On Fri, Apr 8, 2022 at 6:47 PM Eric Blake <eblake(a)redhat.com> wrote:
On Fri, Apr 08, 2022 at 04:48:59PM +0300, Nir Soffer wrote:
...
> > BTW attached is an nbdkit plugin that creates an NBD server
that
> > responds with massive numbers of byte-granularity extents, in case
> > anyone wants to test how nbdkit and/or clients respond:
> >
> > $ chmod +x /var/tmp/lots-of-extents.py
> > $ /var/tmp/lots-of-extents.py -f
> >
> > $ nbdinfo --map nbd://localhost | head
> > 0 1 3 hole,zero
> > 1 1 0 data
> > 2 1 3 hole,zero
> > 3 1 0 data
> > 4 1 3 hole,zero
> > 5 1 0 data
> > 6 1 3 hole,zero
> > 7 1 0 data
> > 8 1 3 hole,zero
> > 9 1 0 data
> > $ nbdinfo --map --totals nbd://localhost
> > 524288 50.0% 0 data
> > 524288 50.0% 3 hole,zero
>
> This is a malicious server. A good client will drop the connection when
> receiving the first 1 byte chunk.
Depends on the server. Most servers don't serve 1-byte extents, and
the NBD spec even recommends that extents be at least 512 bytes in
size, and requires that extents be a multiple of any minimum block
size if one was advertised by the server.

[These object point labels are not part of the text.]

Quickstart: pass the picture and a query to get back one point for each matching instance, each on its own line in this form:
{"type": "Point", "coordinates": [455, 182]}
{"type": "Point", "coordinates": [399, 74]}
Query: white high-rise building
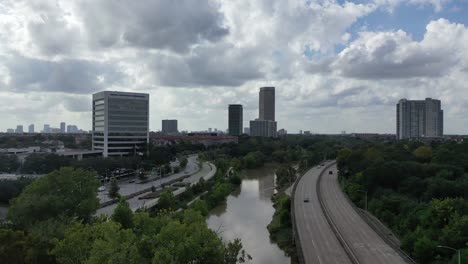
{"type": "Point", "coordinates": [120, 123]}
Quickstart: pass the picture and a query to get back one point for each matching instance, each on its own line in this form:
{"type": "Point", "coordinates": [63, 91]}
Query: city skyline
{"type": "Point", "coordinates": [343, 64]}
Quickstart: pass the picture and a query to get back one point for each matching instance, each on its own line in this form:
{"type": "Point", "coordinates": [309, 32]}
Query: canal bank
{"type": "Point", "coordinates": [246, 214]}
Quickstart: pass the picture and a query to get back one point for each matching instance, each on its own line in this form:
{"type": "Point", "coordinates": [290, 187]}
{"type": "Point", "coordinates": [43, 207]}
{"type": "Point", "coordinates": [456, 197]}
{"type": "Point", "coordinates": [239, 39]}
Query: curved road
{"type": "Point", "coordinates": [319, 243]}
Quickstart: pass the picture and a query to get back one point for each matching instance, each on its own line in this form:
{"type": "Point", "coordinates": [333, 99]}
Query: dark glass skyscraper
{"type": "Point", "coordinates": [419, 118]}
{"type": "Point", "coordinates": [267, 103]}
{"type": "Point", "coordinates": [235, 120]}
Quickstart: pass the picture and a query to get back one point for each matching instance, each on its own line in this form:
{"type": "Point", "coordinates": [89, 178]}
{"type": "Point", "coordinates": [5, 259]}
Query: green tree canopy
{"type": "Point", "coordinates": [123, 214]}
{"type": "Point", "coordinates": [68, 192]}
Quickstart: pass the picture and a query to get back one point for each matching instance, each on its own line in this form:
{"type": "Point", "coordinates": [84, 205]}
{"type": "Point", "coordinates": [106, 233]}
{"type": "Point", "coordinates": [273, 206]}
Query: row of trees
{"type": "Point", "coordinates": [419, 191]}
{"type": "Point", "coordinates": [52, 222]}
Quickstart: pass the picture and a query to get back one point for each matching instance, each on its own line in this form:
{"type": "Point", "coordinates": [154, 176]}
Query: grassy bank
{"type": "Point", "coordinates": [280, 227]}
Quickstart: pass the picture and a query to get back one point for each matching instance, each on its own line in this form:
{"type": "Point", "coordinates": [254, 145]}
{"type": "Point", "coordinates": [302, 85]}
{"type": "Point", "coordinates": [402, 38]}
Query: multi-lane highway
{"type": "Point", "coordinates": [329, 228]}
{"type": "Point", "coordinates": [318, 242]}
{"type": "Point", "coordinates": [127, 188]}
{"type": "Point", "coordinates": [207, 171]}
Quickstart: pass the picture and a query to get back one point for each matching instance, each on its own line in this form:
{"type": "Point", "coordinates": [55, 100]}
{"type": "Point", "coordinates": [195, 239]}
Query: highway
{"type": "Point", "coordinates": [207, 172]}
{"type": "Point", "coordinates": [127, 188]}
{"type": "Point", "coordinates": [338, 234]}
{"type": "Point", "coordinates": [318, 242]}
{"type": "Point", "coordinates": [366, 244]}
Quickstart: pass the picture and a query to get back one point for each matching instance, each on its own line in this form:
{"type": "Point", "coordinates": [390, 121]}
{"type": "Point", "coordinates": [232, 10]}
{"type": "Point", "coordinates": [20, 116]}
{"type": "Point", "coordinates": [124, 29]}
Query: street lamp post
{"type": "Point", "coordinates": [365, 202]}
{"type": "Point", "coordinates": [454, 249]}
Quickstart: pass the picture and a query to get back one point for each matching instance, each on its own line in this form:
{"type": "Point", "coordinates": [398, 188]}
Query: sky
{"type": "Point", "coordinates": [336, 65]}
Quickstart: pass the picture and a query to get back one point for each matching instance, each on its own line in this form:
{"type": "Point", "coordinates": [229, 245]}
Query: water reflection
{"type": "Point", "coordinates": [246, 216]}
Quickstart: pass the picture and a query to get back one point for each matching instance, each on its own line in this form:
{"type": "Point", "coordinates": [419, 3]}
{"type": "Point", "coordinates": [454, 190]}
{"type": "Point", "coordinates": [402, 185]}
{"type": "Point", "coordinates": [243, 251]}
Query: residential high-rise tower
{"type": "Point", "coordinates": [267, 103]}
{"type": "Point", "coordinates": [169, 126]}
{"type": "Point", "coordinates": [235, 119]}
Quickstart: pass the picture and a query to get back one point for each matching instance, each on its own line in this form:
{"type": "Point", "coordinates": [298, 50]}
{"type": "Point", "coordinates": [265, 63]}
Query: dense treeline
{"type": "Point", "coordinates": [420, 192]}
{"type": "Point", "coordinates": [53, 221]}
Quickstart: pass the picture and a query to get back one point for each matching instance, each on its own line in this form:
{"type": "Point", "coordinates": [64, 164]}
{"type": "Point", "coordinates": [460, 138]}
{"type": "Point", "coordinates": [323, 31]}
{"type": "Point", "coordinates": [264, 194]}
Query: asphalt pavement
{"type": "Point", "coordinates": [127, 188]}
{"type": "Point", "coordinates": [208, 170]}
{"type": "Point", "coordinates": [365, 243]}
{"type": "Point", "coordinates": [318, 242]}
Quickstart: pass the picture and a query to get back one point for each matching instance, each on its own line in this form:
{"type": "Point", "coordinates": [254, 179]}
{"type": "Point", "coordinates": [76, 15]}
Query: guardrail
{"type": "Point", "coordinates": [297, 241]}
{"type": "Point", "coordinates": [352, 256]}
{"type": "Point", "coordinates": [366, 216]}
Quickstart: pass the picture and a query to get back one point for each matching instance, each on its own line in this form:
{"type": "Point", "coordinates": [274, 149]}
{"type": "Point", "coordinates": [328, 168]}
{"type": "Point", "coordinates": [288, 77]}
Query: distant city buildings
{"type": "Point", "coordinates": [419, 119]}
{"type": "Point", "coordinates": [72, 129]}
{"type": "Point", "coordinates": [265, 125]}
{"type": "Point", "coordinates": [62, 128]}
{"type": "Point", "coordinates": [120, 123]}
{"type": "Point", "coordinates": [169, 126]}
{"type": "Point", "coordinates": [235, 119]}
{"type": "Point", "coordinates": [262, 128]}
{"type": "Point", "coordinates": [282, 132]}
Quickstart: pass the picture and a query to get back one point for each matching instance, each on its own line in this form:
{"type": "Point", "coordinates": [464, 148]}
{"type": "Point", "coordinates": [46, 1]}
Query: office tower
{"type": "Point", "coordinates": [265, 125]}
{"type": "Point", "coordinates": [62, 128]}
{"type": "Point", "coordinates": [235, 120]}
{"type": "Point", "coordinates": [120, 123]}
{"type": "Point", "coordinates": [19, 129]}
{"type": "Point", "coordinates": [419, 118]}
{"type": "Point", "coordinates": [169, 126]}
{"type": "Point", "coordinates": [267, 103]}
{"type": "Point", "coordinates": [262, 128]}
{"type": "Point", "coordinates": [72, 129]}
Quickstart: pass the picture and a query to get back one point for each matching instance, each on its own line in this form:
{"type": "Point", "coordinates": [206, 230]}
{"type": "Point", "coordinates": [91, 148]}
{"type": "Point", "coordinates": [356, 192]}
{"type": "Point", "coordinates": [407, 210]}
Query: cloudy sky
{"type": "Point", "coordinates": [336, 65]}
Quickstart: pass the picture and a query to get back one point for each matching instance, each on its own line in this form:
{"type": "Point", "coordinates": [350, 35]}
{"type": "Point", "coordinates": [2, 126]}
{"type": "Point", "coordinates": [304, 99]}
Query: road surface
{"type": "Point", "coordinates": [207, 172]}
{"type": "Point", "coordinates": [127, 188]}
{"type": "Point", "coordinates": [366, 244]}
{"type": "Point", "coordinates": [324, 235]}
{"type": "Point", "coordinates": [318, 242]}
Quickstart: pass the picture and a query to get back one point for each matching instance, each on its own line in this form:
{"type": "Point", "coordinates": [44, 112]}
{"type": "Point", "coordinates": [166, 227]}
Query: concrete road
{"type": "Point", "coordinates": [365, 243]}
{"type": "Point", "coordinates": [207, 172]}
{"type": "Point", "coordinates": [318, 242]}
{"type": "Point", "coordinates": [127, 188]}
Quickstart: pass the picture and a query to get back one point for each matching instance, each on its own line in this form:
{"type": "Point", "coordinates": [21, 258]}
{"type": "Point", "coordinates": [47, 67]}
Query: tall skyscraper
{"type": "Point", "coordinates": [169, 126]}
{"type": "Point", "coordinates": [19, 129]}
{"type": "Point", "coordinates": [235, 120]}
{"type": "Point", "coordinates": [262, 128]}
{"type": "Point", "coordinates": [265, 125]}
{"type": "Point", "coordinates": [267, 103]}
{"type": "Point", "coordinates": [120, 123]}
{"type": "Point", "coordinates": [419, 118]}
{"type": "Point", "coordinates": [62, 128]}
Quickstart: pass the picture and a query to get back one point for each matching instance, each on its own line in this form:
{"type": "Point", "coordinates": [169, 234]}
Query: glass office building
{"type": "Point", "coordinates": [120, 123]}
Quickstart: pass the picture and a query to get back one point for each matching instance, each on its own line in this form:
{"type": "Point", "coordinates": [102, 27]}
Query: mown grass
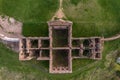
{"type": "Point", "coordinates": [93, 17]}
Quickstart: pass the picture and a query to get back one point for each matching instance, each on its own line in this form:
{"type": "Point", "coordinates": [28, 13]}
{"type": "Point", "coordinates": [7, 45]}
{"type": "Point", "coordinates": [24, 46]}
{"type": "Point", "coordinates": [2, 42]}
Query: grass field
{"type": "Point", "coordinates": [93, 17]}
{"type": "Point", "coordinates": [90, 18]}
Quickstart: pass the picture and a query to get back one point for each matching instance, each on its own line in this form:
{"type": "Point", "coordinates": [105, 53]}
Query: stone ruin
{"type": "Point", "coordinates": [60, 47]}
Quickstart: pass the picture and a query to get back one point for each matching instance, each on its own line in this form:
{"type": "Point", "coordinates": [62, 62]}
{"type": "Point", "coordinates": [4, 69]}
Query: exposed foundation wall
{"type": "Point", "coordinates": [60, 56]}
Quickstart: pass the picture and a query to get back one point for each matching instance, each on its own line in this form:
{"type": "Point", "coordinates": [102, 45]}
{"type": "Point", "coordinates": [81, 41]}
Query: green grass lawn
{"type": "Point", "coordinates": [90, 18]}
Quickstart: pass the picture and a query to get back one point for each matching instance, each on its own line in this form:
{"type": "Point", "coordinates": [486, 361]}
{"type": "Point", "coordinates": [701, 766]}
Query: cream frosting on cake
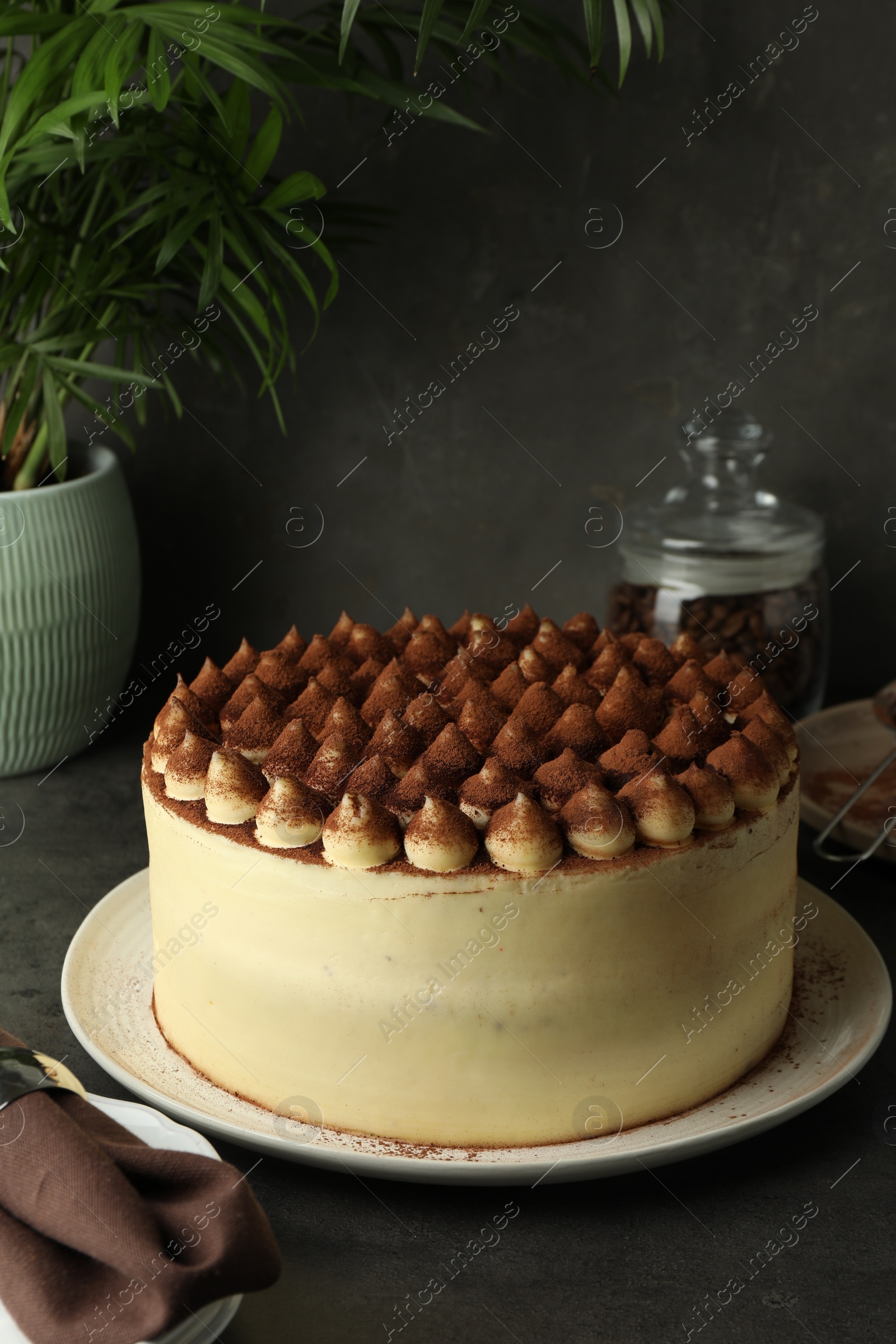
{"type": "Point", "coordinates": [473, 886]}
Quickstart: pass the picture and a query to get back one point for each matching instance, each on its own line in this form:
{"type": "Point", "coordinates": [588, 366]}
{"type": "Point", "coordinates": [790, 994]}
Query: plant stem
{"type": "Point", "coordinates": [29, 471]}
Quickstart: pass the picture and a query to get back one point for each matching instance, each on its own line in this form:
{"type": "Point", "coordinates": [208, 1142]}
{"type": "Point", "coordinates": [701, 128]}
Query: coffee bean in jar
{"type": "Point", "coordinates": [778, 633]}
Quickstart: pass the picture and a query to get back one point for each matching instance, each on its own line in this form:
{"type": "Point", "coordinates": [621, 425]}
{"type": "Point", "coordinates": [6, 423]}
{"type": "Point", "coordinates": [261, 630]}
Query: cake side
{"type": "Point", "coordinates": [476, 1011]}
{"type": "Point", "coordinates": [474, 886]}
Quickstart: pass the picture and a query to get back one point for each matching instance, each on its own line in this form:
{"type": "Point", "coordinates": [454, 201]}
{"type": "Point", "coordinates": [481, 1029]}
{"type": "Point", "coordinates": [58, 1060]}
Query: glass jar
{"type": "Point", "coordinates": [731, 563]}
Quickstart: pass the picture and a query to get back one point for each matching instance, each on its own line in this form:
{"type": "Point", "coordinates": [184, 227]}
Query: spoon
{"type": "Point", "coordinates": [884, 707]}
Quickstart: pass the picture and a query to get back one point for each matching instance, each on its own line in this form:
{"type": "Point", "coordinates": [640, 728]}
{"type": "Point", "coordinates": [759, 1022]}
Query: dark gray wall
{"type": "Point", "coordinates": [757, 218]}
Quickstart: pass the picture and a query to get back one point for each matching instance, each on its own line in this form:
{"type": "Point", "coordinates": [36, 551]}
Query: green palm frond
{"type": "Point", "coordinates": [135, 200]}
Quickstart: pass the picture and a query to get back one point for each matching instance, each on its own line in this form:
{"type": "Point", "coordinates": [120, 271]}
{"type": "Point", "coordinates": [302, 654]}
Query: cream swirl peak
{"type": "Point", "coordinates": [472, 746]}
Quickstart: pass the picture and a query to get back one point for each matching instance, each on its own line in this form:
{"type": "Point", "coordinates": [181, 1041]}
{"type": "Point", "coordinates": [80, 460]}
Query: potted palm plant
{"type": "Point", "coordinates": [143, 225]}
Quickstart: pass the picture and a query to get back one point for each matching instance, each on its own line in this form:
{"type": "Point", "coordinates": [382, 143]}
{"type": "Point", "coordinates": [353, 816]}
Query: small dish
{"type": "Point", "coordinates": [839, 748]}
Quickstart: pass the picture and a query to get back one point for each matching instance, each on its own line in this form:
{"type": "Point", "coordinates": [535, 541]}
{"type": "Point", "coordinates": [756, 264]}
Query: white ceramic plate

But even though most servers don't have 1-byte extents does not mean
that the NBD protocol must forbid them.
Forbidding this simplifies clients without limiting real world use cases.
What is a reason to allow this?
> The real issue here is not enforcing or suggesting a limit on
the number of
> extent the server returns, but enforcing a limit on the minimum size of
> a chunk.
>
> Since this is the network *block device* protocol it should not allow chunks
> smaller than the device block size, so anything smaller than 512 bytes
> should be invalid response from the server.
No, not an invalid response, but merely a discouraged one - and that
text is already present in the wording of NBD_CMD_BLOCK_STATUS.
My suggestion is to make it an invalid response, because there are no block
devices that can return such a response.
> Even the last chunk should not be smaller than 512 bytes. The
fact that you
> can serve a file with size that is not aligned to 512 bytes does not mean that
> the export size can be unaligned to the logical block size. There are no real
> block devices that have such alignment so the protocol should not allow this.
> A good server will round the file size down the logical block size to avoid this
> issue.
>
> How about letting the client set a minimum size of a chunk? This way we
> avoid the issue of limiting the number of chunks. Merging small chunks
> is best done on the server side instead of wasting bandwidth and doing
> this on the client side.
The client can't set the minimum block size, but the server can
certainly advertise one, and must obey that advertisement. Or are you
asking for a new extension where the client mandates what the minimum
granularity must be from the server in responses to NBD_CMD_READ and
NBD_CMD_BLOCK_STATUS, when the client wants a larger granularity than
what the server advertises? That's a different extension than this
patch, but may be worth considering.
Yes, this should really be discussed in another thread.